Foster a Security Culture
Human error accounts for 95% of cybersecurity issues globally. Nurturing a culture of security awareness among hospital employees is essential. This means treating patient information as they would the patient and evaluating the potential security impacts of everyday decisions. It should also include ongoing training on the latest threat landscape and best practices.
Develop an Incident Response Plan
A plan to handle certain cybersecurity incidents helps medical organizations mitigate potential losses. This includes identifying key personnel to contact, establishing communication channels and outlining the steps to follow for the best possible outcome.
“Organizations with an incident response plan can benefit from 58% cost savings in the event of a breach.”
Double Down on Data Security
With data breaches in the health care industry costing millions, investing in high-end data security solutions is significantly cheaper.
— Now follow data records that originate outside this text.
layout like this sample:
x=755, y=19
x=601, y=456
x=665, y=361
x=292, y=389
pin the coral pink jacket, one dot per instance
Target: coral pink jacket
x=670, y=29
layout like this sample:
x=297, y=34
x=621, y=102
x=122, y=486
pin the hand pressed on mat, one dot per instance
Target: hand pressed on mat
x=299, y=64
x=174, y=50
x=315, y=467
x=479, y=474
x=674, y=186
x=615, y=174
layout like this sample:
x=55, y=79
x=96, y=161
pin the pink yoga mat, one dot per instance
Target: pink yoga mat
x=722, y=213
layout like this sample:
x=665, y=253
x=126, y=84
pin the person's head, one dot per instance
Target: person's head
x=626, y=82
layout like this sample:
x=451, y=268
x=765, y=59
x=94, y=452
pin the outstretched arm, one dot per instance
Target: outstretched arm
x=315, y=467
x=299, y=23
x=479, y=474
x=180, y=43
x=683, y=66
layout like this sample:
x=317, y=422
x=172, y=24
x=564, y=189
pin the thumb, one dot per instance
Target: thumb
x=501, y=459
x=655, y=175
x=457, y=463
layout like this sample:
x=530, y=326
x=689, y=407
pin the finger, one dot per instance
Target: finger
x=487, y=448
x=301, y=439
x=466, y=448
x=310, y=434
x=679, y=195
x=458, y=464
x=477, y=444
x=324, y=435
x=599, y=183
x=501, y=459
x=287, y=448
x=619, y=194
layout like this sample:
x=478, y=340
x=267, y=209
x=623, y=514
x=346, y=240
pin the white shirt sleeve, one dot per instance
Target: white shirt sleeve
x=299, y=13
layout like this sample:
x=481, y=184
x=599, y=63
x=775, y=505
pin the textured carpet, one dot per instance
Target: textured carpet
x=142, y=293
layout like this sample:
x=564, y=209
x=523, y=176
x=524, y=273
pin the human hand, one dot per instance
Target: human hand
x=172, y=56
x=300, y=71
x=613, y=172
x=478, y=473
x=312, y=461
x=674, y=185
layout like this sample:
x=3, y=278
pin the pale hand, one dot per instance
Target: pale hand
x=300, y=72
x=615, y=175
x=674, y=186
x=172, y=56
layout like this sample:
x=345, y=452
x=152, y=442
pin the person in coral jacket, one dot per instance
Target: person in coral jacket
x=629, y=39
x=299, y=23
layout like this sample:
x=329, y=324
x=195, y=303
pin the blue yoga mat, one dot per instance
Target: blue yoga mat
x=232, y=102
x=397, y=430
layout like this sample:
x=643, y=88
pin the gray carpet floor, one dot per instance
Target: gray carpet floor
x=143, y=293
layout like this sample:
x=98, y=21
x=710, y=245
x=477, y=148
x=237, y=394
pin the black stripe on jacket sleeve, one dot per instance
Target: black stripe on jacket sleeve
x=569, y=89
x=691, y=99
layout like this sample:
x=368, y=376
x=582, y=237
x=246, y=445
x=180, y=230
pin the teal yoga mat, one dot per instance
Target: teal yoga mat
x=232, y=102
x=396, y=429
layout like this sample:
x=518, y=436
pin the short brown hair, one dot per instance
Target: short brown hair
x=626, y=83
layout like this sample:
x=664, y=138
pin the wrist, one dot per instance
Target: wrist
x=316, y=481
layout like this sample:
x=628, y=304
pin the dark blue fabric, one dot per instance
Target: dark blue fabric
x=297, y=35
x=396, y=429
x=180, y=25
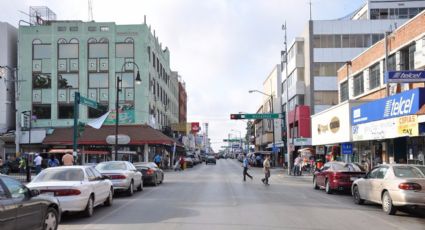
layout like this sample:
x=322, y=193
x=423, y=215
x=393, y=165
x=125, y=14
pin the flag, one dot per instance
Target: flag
x=98, y=122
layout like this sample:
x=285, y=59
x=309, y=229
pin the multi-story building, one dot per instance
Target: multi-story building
x=8, y=42
x=391, y=127
x=271, y=104
x=59, y=58
x=310, y=75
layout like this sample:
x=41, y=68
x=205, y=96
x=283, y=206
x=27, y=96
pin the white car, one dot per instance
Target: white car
x=123, y=174
x=78, y=188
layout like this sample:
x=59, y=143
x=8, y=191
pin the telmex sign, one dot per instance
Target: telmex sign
x=402, y=104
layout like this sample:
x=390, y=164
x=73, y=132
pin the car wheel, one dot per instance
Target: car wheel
x=140, y=187
x=130, y=190
x=51, y=219
x=328, y=187
x=88, y=212
x=315, y=183
x=356, y=195
x=387, y=204
x=108, y=201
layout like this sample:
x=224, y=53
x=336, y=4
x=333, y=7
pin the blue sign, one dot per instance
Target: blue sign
x=405, y=76
x=402, y=104
x=347, y=148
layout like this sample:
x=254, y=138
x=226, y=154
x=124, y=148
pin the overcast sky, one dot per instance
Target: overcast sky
x=221, y=48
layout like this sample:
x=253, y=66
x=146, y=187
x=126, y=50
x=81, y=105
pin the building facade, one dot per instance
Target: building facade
x=8, y=48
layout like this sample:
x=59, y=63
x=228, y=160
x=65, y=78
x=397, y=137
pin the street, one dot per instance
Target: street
x=215, y=197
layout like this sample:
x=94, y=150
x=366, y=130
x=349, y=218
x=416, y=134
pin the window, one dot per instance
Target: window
x=42, y=51
x=98, y=80
x=68, y=50
x=92, y=28
x=374, y=76
x=124, y=50
x=66, y=81
x=104, y=28
x=65, y=111
x=41, y=81
x=42, y=111
x=98, y=50
x=358, y=84
x=343, y=91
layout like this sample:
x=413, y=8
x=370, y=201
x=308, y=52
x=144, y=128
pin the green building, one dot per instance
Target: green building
x=58, y=58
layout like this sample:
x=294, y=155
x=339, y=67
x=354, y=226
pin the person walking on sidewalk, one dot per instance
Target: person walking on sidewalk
x=245, y=164
x=266, y=169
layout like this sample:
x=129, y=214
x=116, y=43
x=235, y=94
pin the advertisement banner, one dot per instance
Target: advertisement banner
x=384, y=129
x=126, y=116
x=402, y=104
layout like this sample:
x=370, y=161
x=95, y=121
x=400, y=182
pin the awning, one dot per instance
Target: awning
x=139, y=135
x=88, y=152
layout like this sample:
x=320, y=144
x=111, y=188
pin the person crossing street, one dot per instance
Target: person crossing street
x=245, y=165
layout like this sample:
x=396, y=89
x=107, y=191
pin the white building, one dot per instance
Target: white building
x=8, y=48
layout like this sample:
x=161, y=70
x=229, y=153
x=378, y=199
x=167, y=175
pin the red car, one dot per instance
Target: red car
x=337, y=176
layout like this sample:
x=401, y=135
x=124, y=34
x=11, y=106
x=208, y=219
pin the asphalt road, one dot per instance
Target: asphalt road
x=215, y=197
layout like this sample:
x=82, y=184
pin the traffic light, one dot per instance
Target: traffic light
x=235, y=116
x=81, y=127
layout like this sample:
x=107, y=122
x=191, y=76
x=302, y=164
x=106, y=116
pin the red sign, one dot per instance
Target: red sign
x=195, y=127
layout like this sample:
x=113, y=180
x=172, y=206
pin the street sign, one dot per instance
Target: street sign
x=89, y=102
x=347, y=148
x=260, y=116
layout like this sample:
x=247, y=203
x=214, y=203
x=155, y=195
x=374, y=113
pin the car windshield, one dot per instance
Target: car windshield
x=63, y=174
x=407, y=172
x=109, y=166
x=348, y=167
x=422, y=168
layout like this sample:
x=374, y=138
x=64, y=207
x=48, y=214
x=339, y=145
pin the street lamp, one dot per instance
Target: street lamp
x=272, y=110
x=118, y=89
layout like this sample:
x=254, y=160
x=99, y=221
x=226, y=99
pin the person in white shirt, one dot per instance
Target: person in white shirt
x=37, y=162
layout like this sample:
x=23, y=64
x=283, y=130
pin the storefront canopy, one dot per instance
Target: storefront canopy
x=139, y=135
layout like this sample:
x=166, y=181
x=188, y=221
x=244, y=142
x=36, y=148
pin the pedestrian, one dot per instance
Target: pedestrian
x=52, y=162
x=266, y=169
x=157, y=160
x=245, y=164
x=68, y=159
x=37, y=162
x=22, y=165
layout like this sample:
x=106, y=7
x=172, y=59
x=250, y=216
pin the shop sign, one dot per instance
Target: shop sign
x=347, y=148
x=405, y=76
x=402, y=104
x=384, y=129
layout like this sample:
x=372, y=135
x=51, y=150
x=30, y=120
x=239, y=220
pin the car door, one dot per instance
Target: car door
x=378, y=184
x=8, y=210
x=30, y=212
x=365, y=188
x=102, y=184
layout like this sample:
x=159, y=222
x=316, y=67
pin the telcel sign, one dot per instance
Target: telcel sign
x=402, y=104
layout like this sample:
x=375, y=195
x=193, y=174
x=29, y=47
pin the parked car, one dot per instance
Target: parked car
x=78, y=188
x=210, y=159
x=22, y=208
x=152, y=174
x=337, y=175
x=123, y=174
x=189, y=162
x=393, y=186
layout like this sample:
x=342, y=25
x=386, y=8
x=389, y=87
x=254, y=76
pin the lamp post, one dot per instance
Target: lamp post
x=272, y=110
x=118, y=89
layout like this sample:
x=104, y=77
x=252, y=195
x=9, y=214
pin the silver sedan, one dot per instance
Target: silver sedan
x=393, y=186
x=123, y=174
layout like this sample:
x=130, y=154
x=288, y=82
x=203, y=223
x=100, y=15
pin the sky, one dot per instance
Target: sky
x=221, y=48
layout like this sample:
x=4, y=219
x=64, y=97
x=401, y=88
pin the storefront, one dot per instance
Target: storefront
x=331, y=128
x=389, y=130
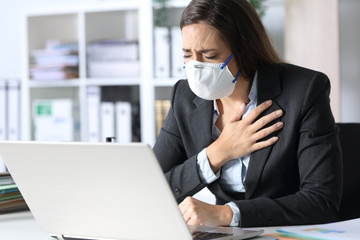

A robust network secured with cutting-edge encryption, advanced firewalls and next-gen intrusion detection systems is considerably more difficult to breach.
Implement AI Cybersecurity Solutions
Just as online hackers leverage AI to launch more potent attacks, organizations can also utilize it to supercharge their network defenses. For example, AI-powered systems can analyze massive amounts of data to identify abnormal behavior and possible malicious activities. This enables faster threat detection and response.
“Organizations that use security AI and automation can save over $1.7 million compared to organizations that don’t.”
What to Do About Rising AI-Based Cyberattacks
The caliber of sensitive data in the health care sector makes it an attractive target for cybercriminals. As instances of AI-based attacks continue to mount, organizations must employ a multifaceted approach to cybersecurity. New threats occur daily, so security systems must be resilient and always up to task.